Sunday, 22 February 2015
The Searchers - Rangers Vs. Warriors
The scene i chose to analyze from The Searchers - John Wayne accompanies the Texas rangers on his initial pursuit of his niece (post sacking of the 'homestead') , the armed group pursue a war band of Texan Native Americans. The scene setting, is of the group becoming encircled by the Indians led by Chief 'Scar'. the scene is set in the traditional western landscape i.e. desert, rocky peaks and barren terrain, with the 'righteous' white group of law enforcement agent who become ambushed by the Indians (portrayed in the stereotypical view of the 'Native American'; dressed in large feathered headdress and carrying primitive weaponry and old era guns) who sound the 'war cry' and chase the protagonist and company and proceed in an unsuccessful attack, leading to a setting at the river, this allows the company to take up defensive positions and repulse the attack.
This is a representation of the ineptitude of the natives in fighting the superior 'white man'. The myth of the 'western' is exacerbated due to the way the fight scene is executed, in that the outnumbered 'white men' prevail due to their superior firearm technologies and upheld moral.

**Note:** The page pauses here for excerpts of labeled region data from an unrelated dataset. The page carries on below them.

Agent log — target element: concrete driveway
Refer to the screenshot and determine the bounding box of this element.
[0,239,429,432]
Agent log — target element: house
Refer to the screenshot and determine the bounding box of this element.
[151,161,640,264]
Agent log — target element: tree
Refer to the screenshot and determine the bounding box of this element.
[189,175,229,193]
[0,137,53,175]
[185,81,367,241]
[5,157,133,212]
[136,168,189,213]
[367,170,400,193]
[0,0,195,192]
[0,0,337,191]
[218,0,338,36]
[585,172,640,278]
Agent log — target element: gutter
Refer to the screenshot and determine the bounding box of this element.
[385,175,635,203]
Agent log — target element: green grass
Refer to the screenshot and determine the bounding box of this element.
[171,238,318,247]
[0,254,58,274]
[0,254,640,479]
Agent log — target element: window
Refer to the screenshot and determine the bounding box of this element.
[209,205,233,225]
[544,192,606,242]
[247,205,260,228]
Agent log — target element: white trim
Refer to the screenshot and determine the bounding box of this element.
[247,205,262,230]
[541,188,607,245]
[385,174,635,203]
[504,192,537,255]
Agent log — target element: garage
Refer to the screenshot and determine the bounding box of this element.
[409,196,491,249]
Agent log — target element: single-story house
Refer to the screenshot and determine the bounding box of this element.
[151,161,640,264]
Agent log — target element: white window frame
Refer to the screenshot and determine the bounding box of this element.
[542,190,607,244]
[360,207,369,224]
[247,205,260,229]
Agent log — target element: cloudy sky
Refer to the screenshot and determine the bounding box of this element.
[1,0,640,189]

The concept of 'western' cinema during this era (1950s) , was developed to emphasis how easily the west was won. it is epitomized in this scene because the defeat at the river renders the war band ineffective until later in the film; this was created to appeal to the contemporary audience, to whom they would predominately hold favor with John Wayne. Although the negative perception of John Wayne's character Ethan Edwards is thoroughly promoted in this scene (as a aggressive and over zealous individual) the overall effect of the battle sequence is to created excitement and allow the viewer to accept that the Edwards party was in a position of dominance over the native americans.